NVIDIA DLSS 4 | LI, Jiacheng (李家丞)

I. Introduction

The foundational principle of DLSS is to decouple the internal rendering resolution from the final display resolution. It allows the graphics pipeline to render the primary 3D scene at a lower internal resolution, thereby significantly reducing the computational workload on the GPU. Subsequently, sophisticated AI algorithms, executed on specialized hardware units known as Tensor Cores within NVIDIA’s RTX series of GPUs, are employed to intelligently reconstruct a high-quality image at the target display resolution. Over its iterations, DLSS has expanded its capabilities significantly beyond mere super-resolution upscaling.

The advent and evolution of DLSS signify a paradigm shift in how rendering efficiency is approached. Rather than solely relying on brute-force computation for every pixel at the native display resolution, AI facilitates an intelligent reconstruction from a reduced workload. This strategic reallocation of rendering budget frees up GPU resources, which can then be utilized to achieve higher frame rates, enable more demanding graphical settings (such as higher levels of ray tracing), or drive higher display resolutions, all within the same performance envelope.

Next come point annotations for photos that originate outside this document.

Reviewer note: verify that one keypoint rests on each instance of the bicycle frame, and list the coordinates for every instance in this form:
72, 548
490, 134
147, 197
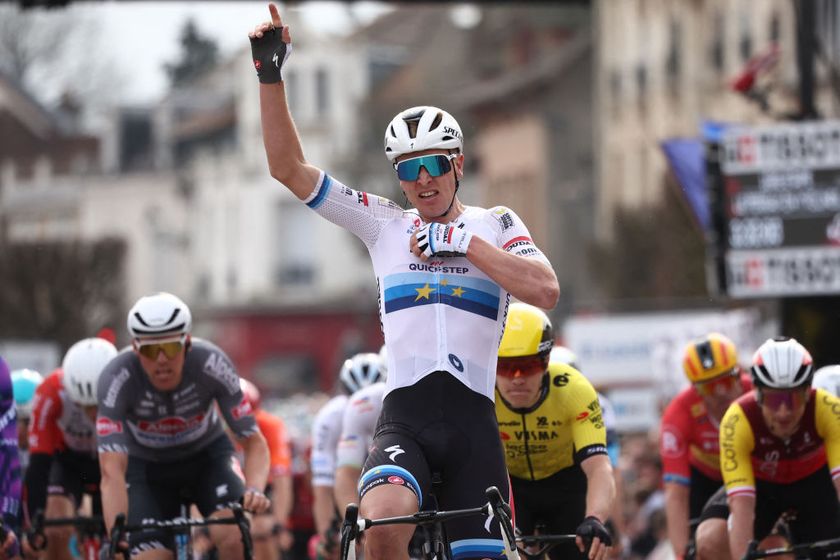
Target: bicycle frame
802, 550
91, 531
353, 526
546, 542
182, 526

Furthermore, the trajectory of DLSS highlights a critical co-evolutionary relationship between AI algorithms, GPU architectures, and game engine integration. The capabilities and performance of each DLSS iteration are not merely a product of more sophisticated AI models but are intrinsically linked to advancements in NVIDIA’s GPU hardware—particularly the evolution of Tensor Core capabilities and the introduction of specialized hardware units like the Optical Flow Accelerator in the Ada Lovelace architecture for DLSS 3.0 Frame Generation, and new features in the Blackwell architecture for DLSS 4.

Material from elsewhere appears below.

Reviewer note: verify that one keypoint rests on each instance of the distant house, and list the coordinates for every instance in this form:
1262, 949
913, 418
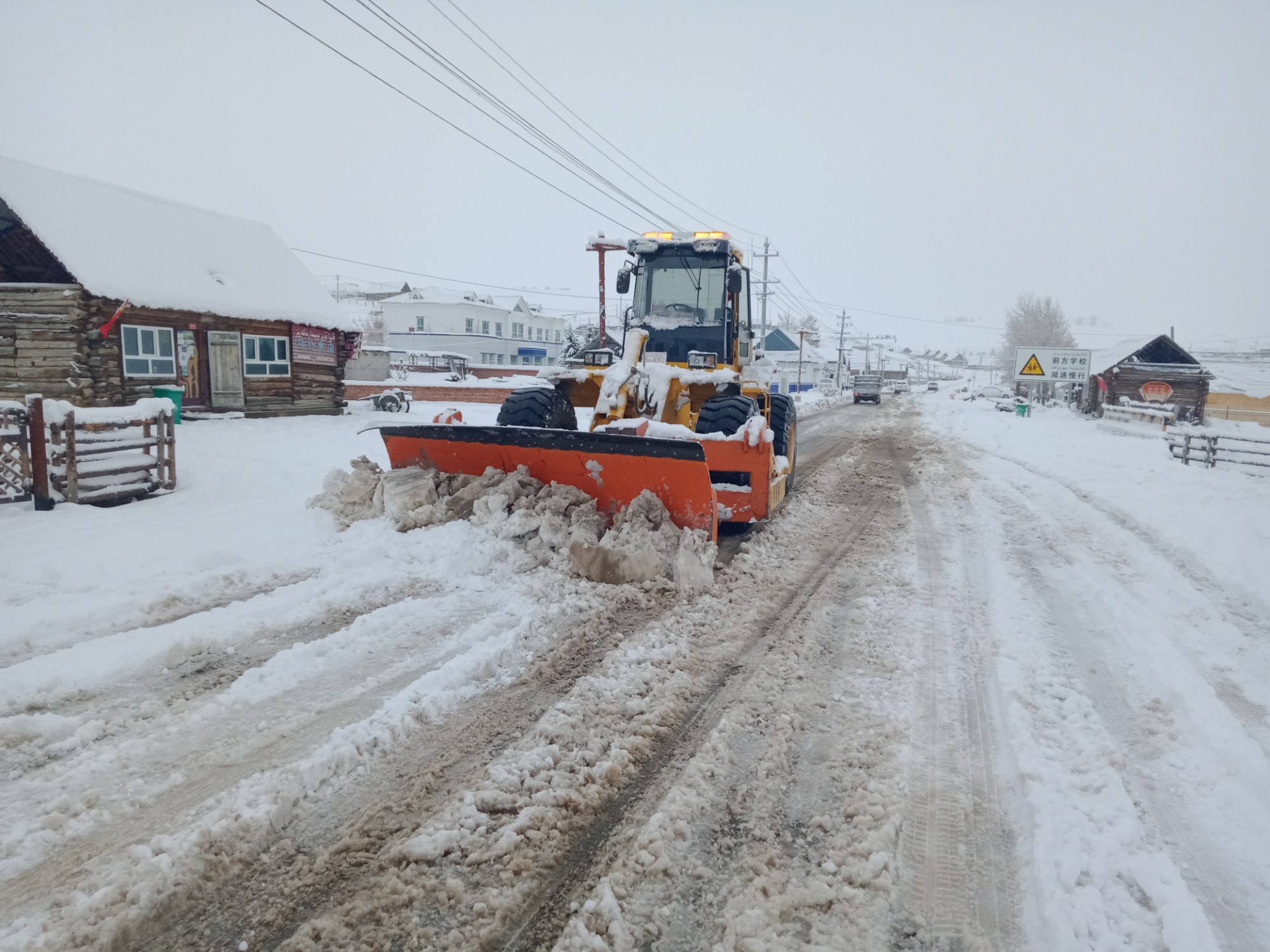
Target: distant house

II. Evolution of NVIDIA DLSS

NVIDIA’s Deep Learning Super Sampling has undergone a significant evolutionary journey since its inception, with each major iteration addressing limitations of its predecessor and introducing new AI-driven capabilities. This progression reflects a continuous refinement of AI models, a deeper integration with the graphics pipeline, and an increasing synergy with NVIDIA’s GPU hardware advancements.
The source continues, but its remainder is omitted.